Cannabis terapeutica: dove saremo tra dieci anni?
L’utilizzo medico e terapeutico della cannabis affonda le radici nella storia dell’umanità.
Ha infatti una lunga storia legata alla medicina tradizionale cinese dove veniva prescritta per il trattamento di diversi sintomi ed era utilizzata persino dall’imperatore Shen Nung, appassionato di farmacologia, che nel 2737 a.C. fu il primo ad includere i benefici legati all’uso della cannabis in un trattato di medicina.

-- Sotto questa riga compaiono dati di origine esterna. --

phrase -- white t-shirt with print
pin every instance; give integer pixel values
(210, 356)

Anche in India la pianta conobbe un ampio impiego in ambito terapeutico e tra il II e il I secolo a.C. le ripetute migrazioni delle tribù nomadi dell’Asia Centrale ne favorirono la diffusione nel bacino del Mediterraneo, in Europa e in Medio Oriente.
Fino alla prima parte del Medio-Evo la pianta continuò ad essere usata a scopo mistico e terapeutico, ma la “civilizzazione” delle culture pagane, ne condizionò la progressiva scomparsa dal continente europeo.
Dobbiamo aspettare l’inizio dell’Ottocento per vedere la nascita di un vero interesse scientifico con il dottor W. B. O’Shaughnessy che sistematizzò le conoscenze sulle proprietà medicinali di questa pianta. È il 1839 quando descrive usi e benefici della cannabis appresi in India, supportati da una serie di esperimenti in malattie quali rabbia, reumatismi, epilessia, tetano, arrivando a definire la cannabis, come «il perfetto rimedio anticonvulsivo».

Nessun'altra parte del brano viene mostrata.